Vanos proyectos mientras el otro la va siguiendo por el parque, reflejando cada uno de sus gestos. Adentrándose cada vez más en la espesura  a dos pasos de distancia. Las mismas expresiones. Hasta que él cruza, sin avisar, sin proponérselo, el abismo separador de los dos pasos y ocupa el lugar de ella. Para siempre.

Luisa Valenzuela



"Sin madre ni padre, tan sólo él mismo, solo, al cumplir dos años se convirtió en amenaza y fue condenado a pasar la infancia lejos de su tierra y de los tacurús, en una isla.
Don Ciriaco pasó cierto día por las cocinas montando un lobuno y aceptó llevárselo para apartado de la tierra reseca, de las hormigas.
-Es el hijo de la Eulalia, que en paz descanse. Ella era conocedora de hierbas, una verdadera santa. No podemos permitir que el gurí ande jugando con los venenos, va a desencadenar el mal de ojo si sigue destruyendo tacurús con el culo, se sienta encima de los hormigueros y estudia la ponzoña de la hormiga.
Don Ciriaco convino en llevárselo junto con el herbario de la Eulalia y algunos ungüentos que exigió de yapa. No lo llevó enancado porque era muy chico. Lo puso a horcajadas sobre la cruz del animal, ente sus brazos, reclinado del lado de las riendas.
Envuelto en los vahos del sudor de ese primer caballo, el guri tuvo su primer sueño que él dice profético aunque jamás se lo narró a nadie y lo más probable es que ya no lo recuerde. Cuando por fin abrió los ojos se encontró con esa confusa y desconocida región llamada selva. El perfume del jazmín salvaje, flor que se transforma y cambia de color con el paso del tiempo -del blanco al violeta más violento- acabó emborrachándolo hasta el punto de hacerle ver doble: el paisaje repetido boca abajo hundiéndose en el suelo.
Era el comienzo de los esteros, las primeras avanzadas del agua pero él no podía saberlo en ese entonces.

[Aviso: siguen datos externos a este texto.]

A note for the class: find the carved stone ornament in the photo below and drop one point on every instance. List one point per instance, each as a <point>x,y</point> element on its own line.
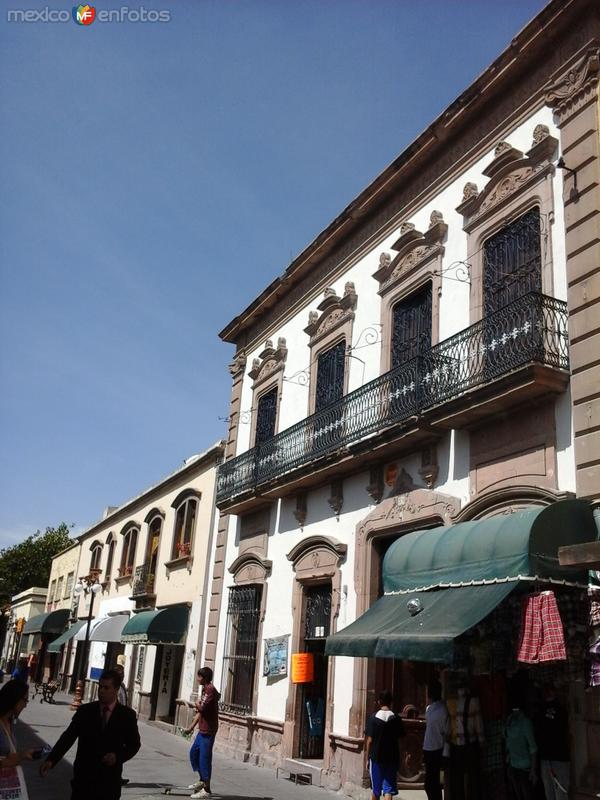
<point>336,501</point>
<point>429,467</point>
<point>415,250</point>
<point>540,132</point>
<point>269,361</point>
<point>572,89</point>
<point>510,173</point>
<point>334,311</point>
<point>300,510</point>
<point>238,364</point>
<point>250,567</point>
<point>470,190</point>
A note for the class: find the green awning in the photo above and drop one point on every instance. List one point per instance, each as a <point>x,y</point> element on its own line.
<point>460,573</point>
<point>164,626</point>
<point>387,630</point>
<point>54,647</point>
<point>51,622</point>
<point>505,546</point>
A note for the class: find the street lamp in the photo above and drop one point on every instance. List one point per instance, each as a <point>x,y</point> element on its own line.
<point>86,585</point>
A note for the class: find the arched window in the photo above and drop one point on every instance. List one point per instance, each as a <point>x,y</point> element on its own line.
<point>128,552</point>
<point>185,523</point>
<point>111,544</point>
<point>96,550</point>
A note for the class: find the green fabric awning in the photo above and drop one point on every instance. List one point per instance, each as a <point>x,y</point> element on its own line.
<point>51,622</point>
<point>387,630</point>
<point>460,573</point>
<point>163,626</point>
<point>54,647</point>
<point>505,546</point>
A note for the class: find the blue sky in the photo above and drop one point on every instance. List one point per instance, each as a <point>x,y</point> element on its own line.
<point>155,177</point>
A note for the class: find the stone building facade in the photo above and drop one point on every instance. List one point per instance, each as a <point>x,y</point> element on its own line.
<point>430,358</point>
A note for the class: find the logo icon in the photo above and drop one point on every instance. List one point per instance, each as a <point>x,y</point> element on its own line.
<point>84,15</point>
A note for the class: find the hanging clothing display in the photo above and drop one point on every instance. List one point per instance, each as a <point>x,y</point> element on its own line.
<point>542,637</point>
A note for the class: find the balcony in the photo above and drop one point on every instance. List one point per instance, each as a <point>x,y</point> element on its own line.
<point>143,583</point>
<point>512,356</point>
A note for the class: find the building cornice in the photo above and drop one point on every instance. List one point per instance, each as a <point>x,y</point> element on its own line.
<point>520,73</point>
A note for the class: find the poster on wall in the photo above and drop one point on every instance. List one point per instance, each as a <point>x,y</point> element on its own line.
<point>275,660</point>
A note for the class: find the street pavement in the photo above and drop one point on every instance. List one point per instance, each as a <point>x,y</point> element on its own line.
<point>162,762</point>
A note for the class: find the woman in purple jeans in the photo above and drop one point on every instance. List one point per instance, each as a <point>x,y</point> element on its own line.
<point>207,720</point>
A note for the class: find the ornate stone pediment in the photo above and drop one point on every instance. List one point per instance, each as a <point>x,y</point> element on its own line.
<point>510,172</point>
<point>238,364</point>
<point>269,361</point>
<point>317,556</point>
<point>250,567</point>
<point>332,312</point>
<point>415,250</point>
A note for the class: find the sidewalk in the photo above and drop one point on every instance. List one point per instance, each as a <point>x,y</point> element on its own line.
<point>161,762</point>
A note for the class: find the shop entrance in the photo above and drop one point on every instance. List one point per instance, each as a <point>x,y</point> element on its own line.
<point>165,682</point>
<point>313,696</point>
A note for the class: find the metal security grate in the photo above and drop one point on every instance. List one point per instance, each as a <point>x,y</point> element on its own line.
<point>532,329</point>
<point>241,640</point>
<point>512,262</point>
<point>411,327</point>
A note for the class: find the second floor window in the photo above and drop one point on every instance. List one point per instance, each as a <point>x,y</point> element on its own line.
<point>266,414</point>
<point>111,544</point>
<point>512,263</point>
<point>96,556</point>
<point>330,375</point>
<point>185,522</point>
<point>128,554</point>
<point>411,327</point>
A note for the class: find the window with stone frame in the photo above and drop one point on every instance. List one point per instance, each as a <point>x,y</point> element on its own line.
<point>411,327</point>
<point>69,584</point>
<point>96,550</point>
<point>111,544</point>
<point>266,415</point>
<point>241,644</point>
<point>331,365</point>
<point>512,262</point>
<point>128,551</point>
<point>185,524</point>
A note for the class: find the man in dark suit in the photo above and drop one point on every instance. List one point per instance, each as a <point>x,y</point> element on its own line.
<point>107,735</point>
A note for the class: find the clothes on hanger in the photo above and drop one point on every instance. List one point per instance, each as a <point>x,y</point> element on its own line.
<point>542,636</point>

Palmeras hacia arriba y hacia abajo, espejadas en el agua en la que se iba hundiendo el caballo al pisar por momentos una alfombra de un verde muy tierno, traicionero, que cedía bajo los cascos,
Quizá por eso a él nunca le gustaron las alfombras verdes, Siempre prefirió las rojas.
Primer paso en el reino de las aguas, primera lección de aprender a leer en los reflejos.
Don Ciriaco se apeó cuando ya el agua le llegaba a la rodilla y rescató su bote escondido entre los juncos. Puso con gran cuidado las hierbas de la Eulalia sobre el bote y después lo cargó al hijo de la Eulalia como un fardo más, colocándolo sobre las bolsas de harina y la de azúcar. Al lobuno le quitó el cabezal, le dio una palmada para que volviera a tierra firme a pastar hasta nuevo aviso y, con los pantalones muy arremangados, empezó a empujar el bote hasta atravesar la barrera de lirios acuáticos como palmatorias, florecidos con velas color púrpura."